Dans un monde où la rentabilité est la principale motivation, le principe d’égalité a tendance à passer en arrière plan. D’un côté, il y a les FAI qui cherchent à faire des réseaux dimensionnés au plus juste pour réduire au maximum les coûts d’infrastructure et donc maximiser leur profits. Et de l’autre côté, des fournisseurs de services qui font tout pour ne payer plus cher en inter-connexion avec les FAI. Toujours dans le but d’optimiser la rentabilité, ces entités sont en conflit quasi-permanent en résultant une discrimination des flux suivant les leurs provenances et les contrats d’inter-connexion associés le tout pour soit faire pression soit optimiser les coûts. Le tout impacte directement les plus petits acteurs et de loin les plus nombreux, les internautes (nous quoi).

 

Quel avenir ?

Il y a deux façons de voir l’avenir de l’Internet la première est un peu utopique et la seconde assez pessimiste.

  • Dans la vision utopique, on peut aisément imaginer que les différents acteurs du secteur vont trouver un équilibre pour pouvoir fournir un accès équitable aux différents services dans la mesure du possible techniquement.
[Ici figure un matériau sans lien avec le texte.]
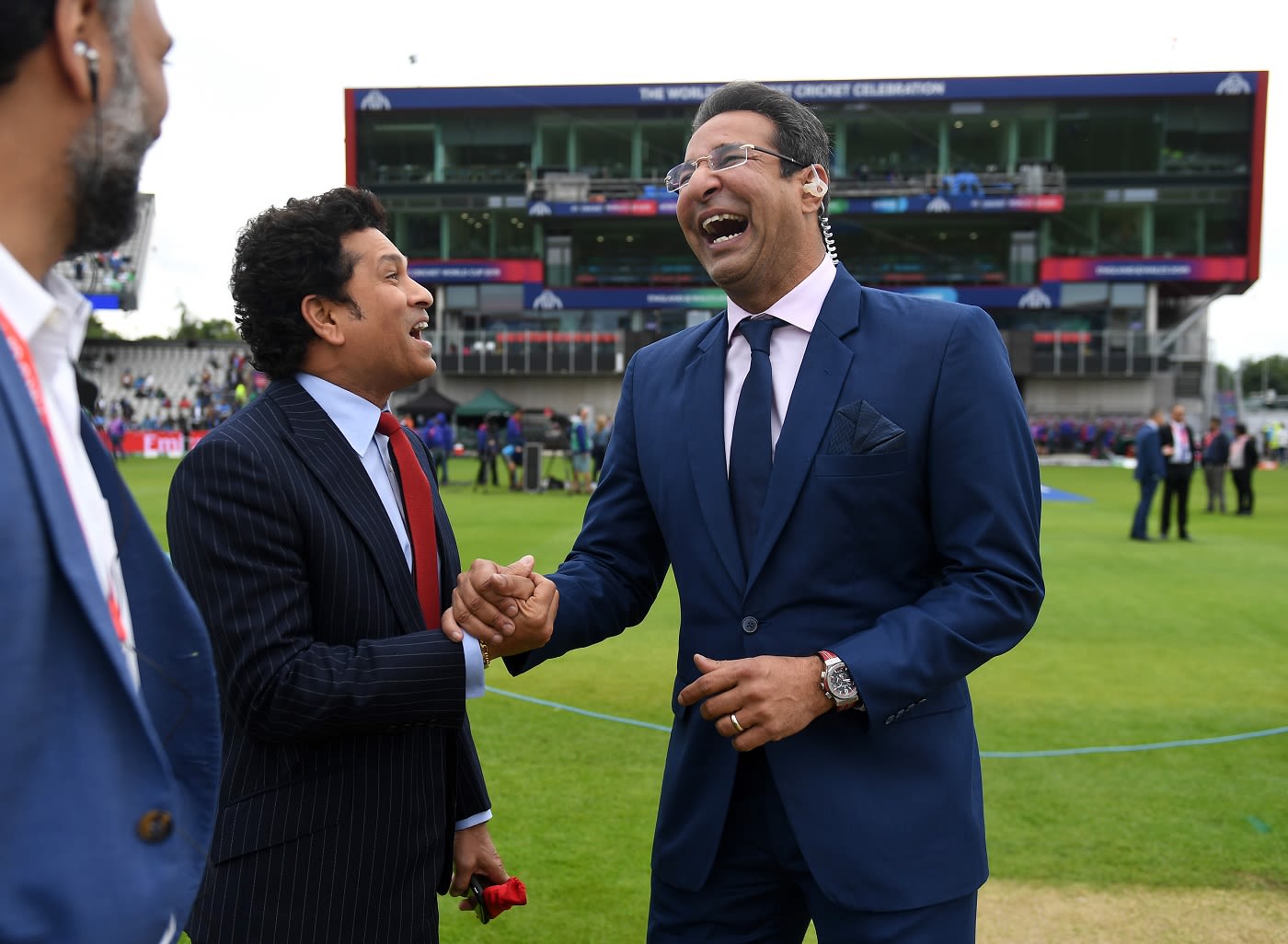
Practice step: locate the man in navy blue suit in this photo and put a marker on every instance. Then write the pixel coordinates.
(109, 735)
(1150, 469)
(351, 789)
(823, 764)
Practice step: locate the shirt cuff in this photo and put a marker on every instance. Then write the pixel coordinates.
(473, 667)
(473, 821)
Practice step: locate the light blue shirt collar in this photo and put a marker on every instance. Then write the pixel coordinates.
(354, 416)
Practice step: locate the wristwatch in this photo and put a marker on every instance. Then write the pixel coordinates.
(837, 684)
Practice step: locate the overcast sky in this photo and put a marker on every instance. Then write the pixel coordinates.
(257, 93)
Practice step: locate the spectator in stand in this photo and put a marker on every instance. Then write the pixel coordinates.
(580, 446)
(603, 433)
(1214, 459)
(1243, 461)
(116, 434)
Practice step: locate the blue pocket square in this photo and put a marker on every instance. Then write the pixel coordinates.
(858, 429)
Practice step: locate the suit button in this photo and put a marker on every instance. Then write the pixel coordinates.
(155, 825)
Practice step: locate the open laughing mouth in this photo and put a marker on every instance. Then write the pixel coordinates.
(723, 227)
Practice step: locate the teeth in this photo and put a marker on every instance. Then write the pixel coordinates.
(719, 218)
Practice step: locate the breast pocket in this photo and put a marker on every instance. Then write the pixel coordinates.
(860, 466)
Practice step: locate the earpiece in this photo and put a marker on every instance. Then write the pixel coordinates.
(86, 52)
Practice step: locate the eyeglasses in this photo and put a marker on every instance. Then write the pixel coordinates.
(724, 157)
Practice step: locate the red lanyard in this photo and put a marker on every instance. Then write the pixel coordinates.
(28, 369)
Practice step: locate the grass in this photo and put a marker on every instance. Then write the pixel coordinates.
(1137, 644)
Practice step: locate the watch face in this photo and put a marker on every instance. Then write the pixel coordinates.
(840, 683)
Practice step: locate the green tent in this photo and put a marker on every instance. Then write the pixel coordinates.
(487, 403)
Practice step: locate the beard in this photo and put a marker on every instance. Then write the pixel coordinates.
(106, 158)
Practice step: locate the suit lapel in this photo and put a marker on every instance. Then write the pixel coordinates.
(814, 399)
(66, 537)
(334, 464)
(704, 414)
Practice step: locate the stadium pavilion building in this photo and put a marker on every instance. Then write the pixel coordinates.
(1094, 216)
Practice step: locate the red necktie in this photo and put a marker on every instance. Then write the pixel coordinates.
(419, 506)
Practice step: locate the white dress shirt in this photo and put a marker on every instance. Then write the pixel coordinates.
(799, 308)
(52, 317)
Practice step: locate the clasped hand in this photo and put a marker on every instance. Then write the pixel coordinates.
(511, 609)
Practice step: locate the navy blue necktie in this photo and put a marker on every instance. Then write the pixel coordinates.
(751, 454)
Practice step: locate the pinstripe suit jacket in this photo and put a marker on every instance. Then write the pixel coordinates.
(347, 748)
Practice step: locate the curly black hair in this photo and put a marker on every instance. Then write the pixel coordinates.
(286, 254)
(800, 132)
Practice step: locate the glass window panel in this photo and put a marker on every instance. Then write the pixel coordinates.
(880, 145)
(976, 142)
(1176, 231)
(1225, 232)
(1110, 137)
(1073, 232)
(419, 235)
(395, 147)
(470, 236)
(663, 148)
(604, 151)
(1121, 231)
(512, 236)
(554, 148)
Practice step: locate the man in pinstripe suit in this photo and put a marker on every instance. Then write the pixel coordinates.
(351, 789)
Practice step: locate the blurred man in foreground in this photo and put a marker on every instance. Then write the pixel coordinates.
(109, 747)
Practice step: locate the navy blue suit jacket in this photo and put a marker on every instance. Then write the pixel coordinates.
(901, 532)
(86, 756)
(348, 757)
(1150, 464)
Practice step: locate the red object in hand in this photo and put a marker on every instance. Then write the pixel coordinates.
(499, 898)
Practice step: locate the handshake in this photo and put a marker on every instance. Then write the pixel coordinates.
(509, 609)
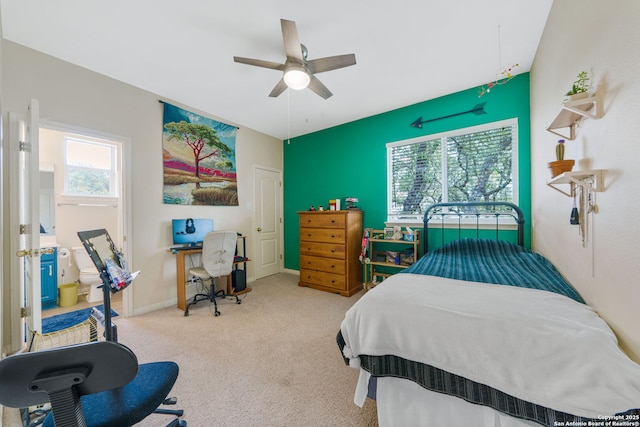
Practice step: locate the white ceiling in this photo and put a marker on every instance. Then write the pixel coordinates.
(407, 51)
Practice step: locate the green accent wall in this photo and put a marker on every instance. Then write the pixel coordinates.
(351, 159)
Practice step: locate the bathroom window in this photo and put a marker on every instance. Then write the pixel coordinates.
(90, 169)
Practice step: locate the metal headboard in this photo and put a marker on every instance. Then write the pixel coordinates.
(447, 211)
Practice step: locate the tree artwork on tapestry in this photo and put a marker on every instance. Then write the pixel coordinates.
(199, 160)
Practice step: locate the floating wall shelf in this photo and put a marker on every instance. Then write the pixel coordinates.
(573, 112)
(588, 180)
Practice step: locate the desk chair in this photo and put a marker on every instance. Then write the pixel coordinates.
(218, 250)
(89, 385)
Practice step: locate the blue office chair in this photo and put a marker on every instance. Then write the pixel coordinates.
(218, 250)
(97, 384)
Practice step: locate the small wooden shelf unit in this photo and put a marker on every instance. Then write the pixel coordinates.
(384, 269)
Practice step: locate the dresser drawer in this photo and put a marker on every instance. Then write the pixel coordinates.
(324, 220)
(329, 265)
(328, 250)
(328, 280)
(323, 235)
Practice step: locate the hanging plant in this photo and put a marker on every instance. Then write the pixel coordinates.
(581, 85)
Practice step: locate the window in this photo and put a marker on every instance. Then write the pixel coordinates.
(471, 164)
(90, 168)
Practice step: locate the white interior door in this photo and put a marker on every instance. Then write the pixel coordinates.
(268, 221)
(24, 151)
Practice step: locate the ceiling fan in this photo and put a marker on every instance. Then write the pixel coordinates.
(298, 72)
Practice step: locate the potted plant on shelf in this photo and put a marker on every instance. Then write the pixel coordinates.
(560, 165)
(580, 87)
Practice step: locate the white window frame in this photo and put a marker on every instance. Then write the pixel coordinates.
(113, 172)
(412, 220)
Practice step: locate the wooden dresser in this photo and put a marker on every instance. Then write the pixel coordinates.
(330, 243)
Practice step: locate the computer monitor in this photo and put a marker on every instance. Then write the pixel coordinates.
(189, 231)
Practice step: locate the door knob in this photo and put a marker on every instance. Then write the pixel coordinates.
(23, 253)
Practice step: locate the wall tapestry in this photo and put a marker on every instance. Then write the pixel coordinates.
(199, 159)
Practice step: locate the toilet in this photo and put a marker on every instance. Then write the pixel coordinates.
(89, 274)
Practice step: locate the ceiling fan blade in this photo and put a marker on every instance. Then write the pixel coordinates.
(291, 40)
(329, 63)
(278, 89)
(259, 63)
(317, 86)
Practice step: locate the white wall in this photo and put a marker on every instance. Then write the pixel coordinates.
(602, 37)
(75, 96)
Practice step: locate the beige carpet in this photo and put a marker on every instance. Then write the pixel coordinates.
(270, 361)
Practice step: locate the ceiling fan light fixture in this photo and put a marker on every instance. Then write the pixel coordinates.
(296, 77)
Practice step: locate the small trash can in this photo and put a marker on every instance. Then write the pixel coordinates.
(67, 294)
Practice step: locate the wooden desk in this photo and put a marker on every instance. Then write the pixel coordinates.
(181, 274)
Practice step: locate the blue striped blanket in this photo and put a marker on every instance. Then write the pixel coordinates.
(493, 261)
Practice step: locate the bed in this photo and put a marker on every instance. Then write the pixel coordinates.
(482, 331)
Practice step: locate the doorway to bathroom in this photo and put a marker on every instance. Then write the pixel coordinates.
(81, 188)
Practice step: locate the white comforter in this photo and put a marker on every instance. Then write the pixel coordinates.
(535, 345)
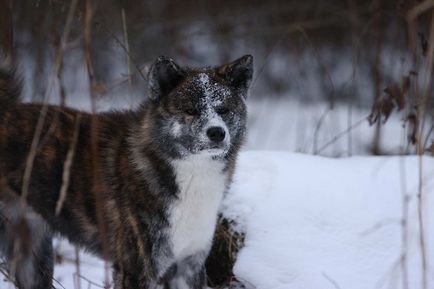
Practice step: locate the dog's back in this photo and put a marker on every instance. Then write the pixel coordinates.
(140, 188)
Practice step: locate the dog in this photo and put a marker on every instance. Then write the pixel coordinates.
(140, 188)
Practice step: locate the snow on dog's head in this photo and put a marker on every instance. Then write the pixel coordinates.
(200, 111)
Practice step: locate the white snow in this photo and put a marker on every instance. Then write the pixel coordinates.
(313, 222)
(318, 223)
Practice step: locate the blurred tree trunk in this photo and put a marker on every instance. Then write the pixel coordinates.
(6, 30)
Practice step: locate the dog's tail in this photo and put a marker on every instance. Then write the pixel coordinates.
(10, 87)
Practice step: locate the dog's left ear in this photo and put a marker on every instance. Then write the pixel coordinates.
(238, 73)
(164, 75)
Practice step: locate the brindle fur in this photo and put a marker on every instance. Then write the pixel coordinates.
(131, 172)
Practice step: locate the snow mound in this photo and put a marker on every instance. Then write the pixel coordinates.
(315, 223)
(319, 223)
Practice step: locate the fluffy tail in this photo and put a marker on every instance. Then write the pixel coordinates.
(10, 88)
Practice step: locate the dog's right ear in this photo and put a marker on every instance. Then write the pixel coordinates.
(164, 75)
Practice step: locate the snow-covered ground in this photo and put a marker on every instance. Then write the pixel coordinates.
(314, 222)
(317, 223)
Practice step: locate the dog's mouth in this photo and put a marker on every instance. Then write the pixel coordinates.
(214, 149)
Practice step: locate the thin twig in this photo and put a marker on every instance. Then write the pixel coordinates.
(67, 165)
(342, 133)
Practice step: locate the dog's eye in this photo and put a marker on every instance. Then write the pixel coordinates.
(191, 111)
(222, 110)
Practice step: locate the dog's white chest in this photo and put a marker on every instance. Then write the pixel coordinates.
(193, 215)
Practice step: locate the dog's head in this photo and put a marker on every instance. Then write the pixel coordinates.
(200, 110)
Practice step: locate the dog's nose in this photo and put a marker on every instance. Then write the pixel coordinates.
(216, 133)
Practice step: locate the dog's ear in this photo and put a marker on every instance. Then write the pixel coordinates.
(238, 73)
(164, 75)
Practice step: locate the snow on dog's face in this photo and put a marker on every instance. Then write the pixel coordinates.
(200, 111)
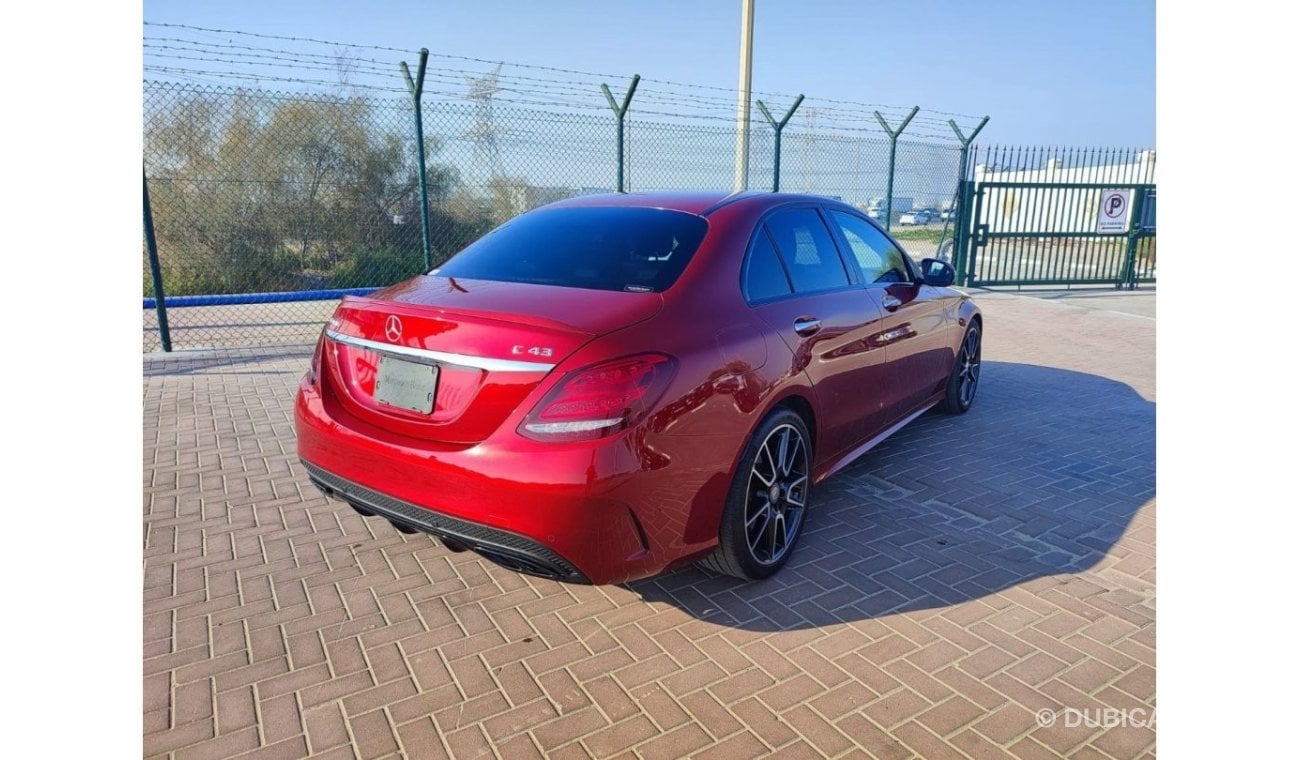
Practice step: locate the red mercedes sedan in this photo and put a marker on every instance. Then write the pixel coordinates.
(611, 386)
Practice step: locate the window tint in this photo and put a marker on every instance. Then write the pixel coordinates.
(637, 250)
(879, 259)
(763, 274)
(807, 250)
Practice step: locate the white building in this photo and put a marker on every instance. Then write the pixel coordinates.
(1054, 209)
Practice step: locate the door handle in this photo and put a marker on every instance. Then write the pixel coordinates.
(807, 325)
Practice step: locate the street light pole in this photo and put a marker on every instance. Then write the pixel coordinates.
(746, 59)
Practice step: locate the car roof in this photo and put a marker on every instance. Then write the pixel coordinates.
(690, 202)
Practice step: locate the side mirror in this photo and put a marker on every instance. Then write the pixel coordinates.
(936, 273)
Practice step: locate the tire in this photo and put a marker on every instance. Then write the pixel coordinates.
(963, 380)
(749, 544)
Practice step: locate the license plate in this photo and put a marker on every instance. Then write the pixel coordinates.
(406, 385)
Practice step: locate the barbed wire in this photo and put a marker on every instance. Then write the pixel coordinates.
(519, 83)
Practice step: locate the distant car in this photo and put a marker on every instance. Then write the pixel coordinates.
(614, 385)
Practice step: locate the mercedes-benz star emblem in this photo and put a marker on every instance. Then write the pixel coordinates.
(393, 329)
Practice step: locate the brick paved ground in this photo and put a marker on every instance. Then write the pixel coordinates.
(963, 576)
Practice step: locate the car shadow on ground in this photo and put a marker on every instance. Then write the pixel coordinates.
(1041, 477)
(221, 361)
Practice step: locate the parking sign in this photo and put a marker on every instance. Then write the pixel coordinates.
(1113, 212)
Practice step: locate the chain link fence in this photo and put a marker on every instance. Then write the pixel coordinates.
(268, 205)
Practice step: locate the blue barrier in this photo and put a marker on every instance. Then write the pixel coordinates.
(260, 298)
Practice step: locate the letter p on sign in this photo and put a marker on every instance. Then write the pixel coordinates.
(1113, 212)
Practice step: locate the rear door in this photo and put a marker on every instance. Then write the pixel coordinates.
(914, 329)
(797, 282)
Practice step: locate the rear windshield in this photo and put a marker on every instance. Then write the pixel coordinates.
(636, 250)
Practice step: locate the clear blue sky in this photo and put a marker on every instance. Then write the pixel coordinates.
(1048, 72)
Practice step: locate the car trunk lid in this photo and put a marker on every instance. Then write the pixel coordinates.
(447, 359)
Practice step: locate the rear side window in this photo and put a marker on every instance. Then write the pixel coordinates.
(636, 250)
(763, 274)
(879, 259)
(807, 250)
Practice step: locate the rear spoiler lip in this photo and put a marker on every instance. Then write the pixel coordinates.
(441, 357)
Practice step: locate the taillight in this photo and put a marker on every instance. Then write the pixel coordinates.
(313, 374)
(601, 399)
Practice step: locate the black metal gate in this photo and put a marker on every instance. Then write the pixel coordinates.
(1025, 225)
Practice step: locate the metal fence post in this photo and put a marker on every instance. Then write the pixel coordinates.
(416, 88)
(893, 151)
(778, 126)
(155, 268)
(619, 113)
(963, 192)
(1134, 233)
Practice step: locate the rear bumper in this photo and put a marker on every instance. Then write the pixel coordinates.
(503, 547)
(594, 513)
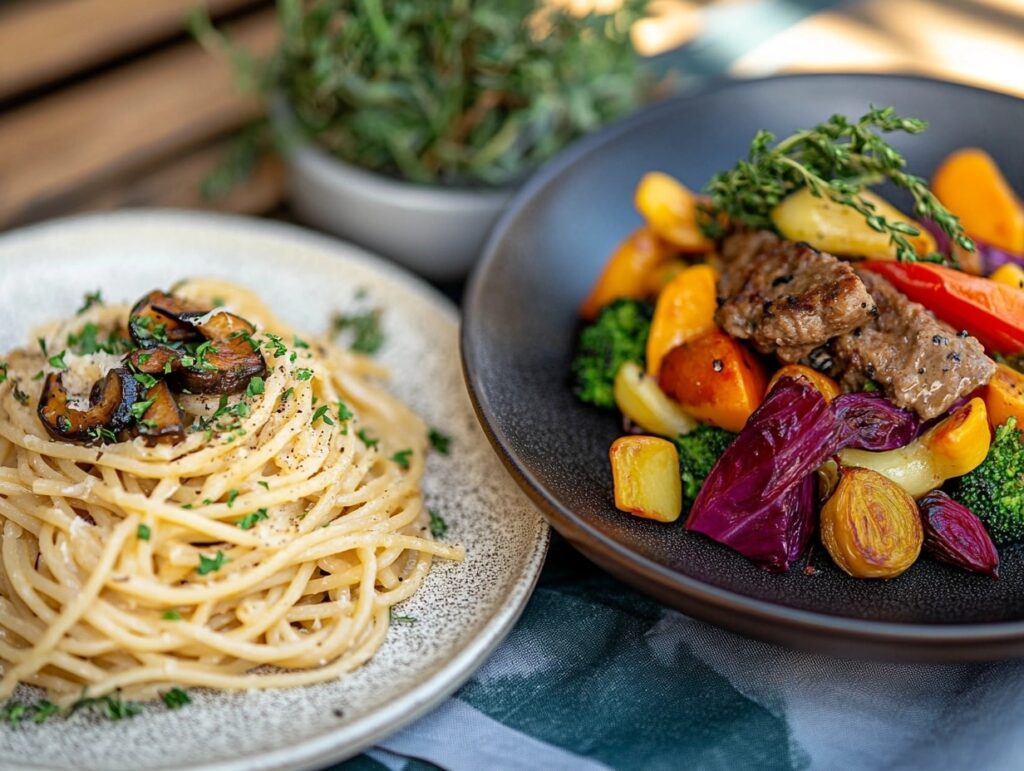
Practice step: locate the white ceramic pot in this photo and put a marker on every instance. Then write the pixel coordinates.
(436, 231)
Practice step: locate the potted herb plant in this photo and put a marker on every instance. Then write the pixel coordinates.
(408, 125)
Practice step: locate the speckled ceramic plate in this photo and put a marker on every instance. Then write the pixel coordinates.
(519, 329)
(463, 610)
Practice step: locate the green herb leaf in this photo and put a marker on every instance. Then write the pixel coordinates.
(255, 387)
(401, 458)
(250, 519)
(211, 564)
(439, 440)
(175, 698)
(56, 361)
(90, 299)
(437, 524)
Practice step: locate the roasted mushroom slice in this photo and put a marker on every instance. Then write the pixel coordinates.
(110, 408)
(157, 317)
(161, 421)
(226, 361)
(160, 359)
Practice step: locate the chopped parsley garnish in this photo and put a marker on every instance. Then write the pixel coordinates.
(365, 326)
(437, 524)
(102, 435)
(439, 440)
(274, 344)
(210, 564)
(250, 519)
(399, 618)
(112, 707)
(256, 386)
(175, 698)
(56, 361)
(139, 408)
(90, 299)
(321, 414)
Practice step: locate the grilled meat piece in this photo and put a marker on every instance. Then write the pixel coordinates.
(786, 297)
(919, 361)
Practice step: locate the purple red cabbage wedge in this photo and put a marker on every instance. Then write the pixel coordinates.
(759, 498)
(871, 422)
(954, 534)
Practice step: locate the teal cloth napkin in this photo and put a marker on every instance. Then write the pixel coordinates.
(596, 675)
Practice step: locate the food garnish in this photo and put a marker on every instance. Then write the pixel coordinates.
(955, 536)
(837, 159)
(870, 525)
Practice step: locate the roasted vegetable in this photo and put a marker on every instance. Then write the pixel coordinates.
(672, 211)
(994, 490)
(628, 272)
(645, 474)
(110, 408)
(955, 536)
(1005, 396)
(870, 525)
(162, 421)
(685, 310)
(873, 422)
(640, 399)
(617, 335)
(759, 497)
(992, 312)
(228, 362)
(828, 387)
(1011, 273)
(971, 185)
(840, 229)
(156, 318)
(715, 378)
(698, 452)
(952, 447)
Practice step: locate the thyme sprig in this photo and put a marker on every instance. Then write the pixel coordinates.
(839, 159)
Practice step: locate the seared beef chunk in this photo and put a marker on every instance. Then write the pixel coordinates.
(785, 297)
(920, 362)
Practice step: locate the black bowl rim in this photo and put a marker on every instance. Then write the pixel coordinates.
(607, 551)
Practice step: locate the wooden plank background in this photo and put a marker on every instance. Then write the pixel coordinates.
(108, 103)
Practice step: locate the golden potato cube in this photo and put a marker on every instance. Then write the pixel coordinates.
(645, 475)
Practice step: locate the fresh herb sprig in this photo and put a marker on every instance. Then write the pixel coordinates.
(838, 159)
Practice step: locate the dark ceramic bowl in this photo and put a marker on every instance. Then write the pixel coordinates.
(517, 342)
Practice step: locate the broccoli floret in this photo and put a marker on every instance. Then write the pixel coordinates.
(616, 336)
(698, 451)
(994, 490)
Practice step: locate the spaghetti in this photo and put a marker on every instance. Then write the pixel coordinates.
(263, 550)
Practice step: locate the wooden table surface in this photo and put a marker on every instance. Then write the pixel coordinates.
(110, 103)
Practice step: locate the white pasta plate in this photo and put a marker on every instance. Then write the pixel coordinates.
(463, 609)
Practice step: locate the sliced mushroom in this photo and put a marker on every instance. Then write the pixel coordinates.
(228, 362)
(160, 359)
(162, 422)
(157, 317)
(110, 407)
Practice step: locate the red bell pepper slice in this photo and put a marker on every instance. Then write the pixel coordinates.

Avec le moins de discriminations possibles sur le contenu.
  • La version pessimiste de l’avenir nous laisse entrevoir un Internet ressemblant plus ou moins aux réseaux de diffusion actuels. Un média avec des contenus sélectionnés par des autorités qui décident pour les gens ce qu’il est bon de voir et censure ce qui n’est pas politiquement correcte. Le fait que le CSA veille à tout prix contrôler Internet de la même manière que la télévision l’est est une bonne illustration de cette vision bien sombre.

Il est de notre responsabilité à tous de protéger les média libres de toutes formes de propagande et de faire la part des choses entre ce qui bon ou pas.